Equiper l'armée française d'un fusil allemand, une erreur ?

Par Rémy Thannberger  |   |  802  mots
L'armée française abandonne le fusil Famas pour une arme allemande. Pourtant, une solution nationale était possible. Par Rémy Thannberger, président du directoire du groupe Manhurin

L'annonce était prévisible : le ministère de la défense vient de choisir un fusil d'assaut allemand pour remplacer, au sein de nos forces armées, notre Famas national.

Une nouvelle page de notre histoire industrielle se tourne donc, comme souvent en la matière, probablement définitivement. Bien sûr, le processus avait-il été - hélas - engagé de longue date, avec la fermeture dans l'anonymat, de la prestigieuse manufacture d'armes de Saint-Etienne. Mais cet événement doit nous conduire à nous interroger une nouvelle fois et, peut-être, plutôt que de se résigner, à réagir.

 La France, seule grande nation à dépendre de l'étranger en matière d'armes légères

D'abord un constat : des pays membres du Conseil de sécurité des Nations-Unies, la France est désormais seule à dépendre de l'étranger en matière d'armes légères. Certes la réponse - très française - est connue : un fusil d'assaut, comme de nombreux autres matériels disponibles "sur étagères", ne revêtirait aucun caractère stratégique. Nous serions donc une nouvelle fois seuls à avoir raison contre le monde entier. Peut-être, mais qu'on le veuille ou non, certaines acquisitions à l'étranger - indépendamment du fait qu'elles ne créent ni richesses, ni emplois en France - ont une portée symbolique qui dépasse de loin les enjeux économiques ou financiers stricto sensu.

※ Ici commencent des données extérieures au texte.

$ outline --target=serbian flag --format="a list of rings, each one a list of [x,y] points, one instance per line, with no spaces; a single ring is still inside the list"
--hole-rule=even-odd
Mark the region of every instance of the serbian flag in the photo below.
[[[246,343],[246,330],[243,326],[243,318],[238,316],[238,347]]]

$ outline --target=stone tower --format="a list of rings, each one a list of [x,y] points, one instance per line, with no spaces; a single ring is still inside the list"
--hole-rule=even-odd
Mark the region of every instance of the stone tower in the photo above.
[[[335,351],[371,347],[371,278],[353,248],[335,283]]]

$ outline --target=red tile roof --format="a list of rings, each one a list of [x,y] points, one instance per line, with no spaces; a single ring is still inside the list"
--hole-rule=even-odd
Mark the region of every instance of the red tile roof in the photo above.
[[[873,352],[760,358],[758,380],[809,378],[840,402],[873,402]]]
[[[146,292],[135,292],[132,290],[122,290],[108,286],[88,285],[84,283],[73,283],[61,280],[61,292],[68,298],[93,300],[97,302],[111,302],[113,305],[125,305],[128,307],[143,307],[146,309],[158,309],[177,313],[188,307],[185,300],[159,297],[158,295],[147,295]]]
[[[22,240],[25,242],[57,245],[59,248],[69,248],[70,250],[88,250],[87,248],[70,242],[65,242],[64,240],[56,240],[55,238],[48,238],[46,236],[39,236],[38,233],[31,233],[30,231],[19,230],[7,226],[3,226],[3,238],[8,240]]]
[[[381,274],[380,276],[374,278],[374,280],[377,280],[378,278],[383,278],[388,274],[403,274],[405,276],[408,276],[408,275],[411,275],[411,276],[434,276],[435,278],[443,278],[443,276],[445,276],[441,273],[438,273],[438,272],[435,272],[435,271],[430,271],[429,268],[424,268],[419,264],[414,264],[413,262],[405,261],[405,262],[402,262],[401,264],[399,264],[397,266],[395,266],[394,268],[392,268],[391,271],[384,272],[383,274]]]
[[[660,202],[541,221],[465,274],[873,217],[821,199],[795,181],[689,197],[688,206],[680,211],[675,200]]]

Et en l'occurrence l'importation d'un fusil, peut difficilement être interprétée autrement que comme un énième signe du déclin de notre industrie mécanique ou du désintérêt - pour ne pas dire du mépris - du pays à son égard. Imagine-t-on pourtant un seul instant l'US Army disposer d'un fusil standard fabriqué ailleurs qu'aux Etats-Unis, la Bundeswehr équipée d'un fusil italien ou l'armée russe d'un fusil belge ?

 Un message désatreux

Au-delà des considérations budgétaires somme toutes assez modestes au regard de notre trentaine de milliards de dépenses annuelles en matière de défense, le message adressé à l'opinion publique de notre pays est, de notre point de vue assez désastreux, en ce qu'il va entretenir à tort, un complexe très français en matière industrielle. Il arrive de surcroît à un mauvais moment, alors que nos forces armées sont engagées sur plusieurs théâtres d'opérations au sol et que ce sont bien nos fournisseurs étrangers qui tireront le bénéfice du label "Combat proven" dont on connaît aujourd'hui l'importance déterminante dans la conquête de nouveaux marchés. Et il est sans doute bien naïf d'imaginer qu'ils n'exploiteront pas cette brèche, pour proposer ensuite d'autres gammes d'équipements à notre DGA.

 Une solution nationale possible

Dommage, car au risque de plaider pour une forme de protectionnisme - notion pourtant assez légitime en matière de défense - qui peut raisonnablement douter que la France, qui s'apprête là à s'engager pour des décennies, n'aurait pas été capable de promouvoir une solution nationale ? L'Etat ne pouvait-il pas réunir autour d'une même table nos industriels, petits et grands acteurs de notre BITD, pour constituer enfin une équipe de France de l'armement terrestre - comme celles qui engrangent les succès dans les domaines aéronautique et naval - et protéger une activité de souveraineté et d'influence, plutôt que de donner l'impression de l'abandonner ?

 Des munitions "made in France"

En la matière, le ministre de la défense, il faut le souligner, a peut-être trouvé lui même une manière de limiter les dégâts d'une désindustrialisation engagée par ses prédécesseurs. A la suite du rapport des députés Nicolas Bays et Nicolas Dhuicq qui mettait en effet en évidence la dépendance de notre pays en matière d'approvisionnement en munitions de petits calibres - qui sont en effet toutes importées -, Jean-Yves Le Drian a récemment émis l'idée de la réimplantation en France, d'une capacité munitionnaire. Celle-ci permettrait à n'en pas douter, de répondre aux besoins accrus des ministères concernés - défense, intérieur, justice et finances - , dans le contexte que l'on sait.

Ainsi, en s'appuyant sur des industriels nationaux parfaitement identifiés, aux savoir-faire reconnus et exportateurs, et puisque les armes légères qui équipent déjà nos forces de l'ordre et équiperont demain nos forces armées, sont et seront étrangères, au moins nos munitions, en revêtant à nouveau un caractère stratégique, ont-elles encore une chance de redevenir "Made in France". À suivre.

Rémy Thannberger, ancien auditeur de l'Institut des hautes études de la défense
nationale, est Président du directoire du Groupe Manurhin.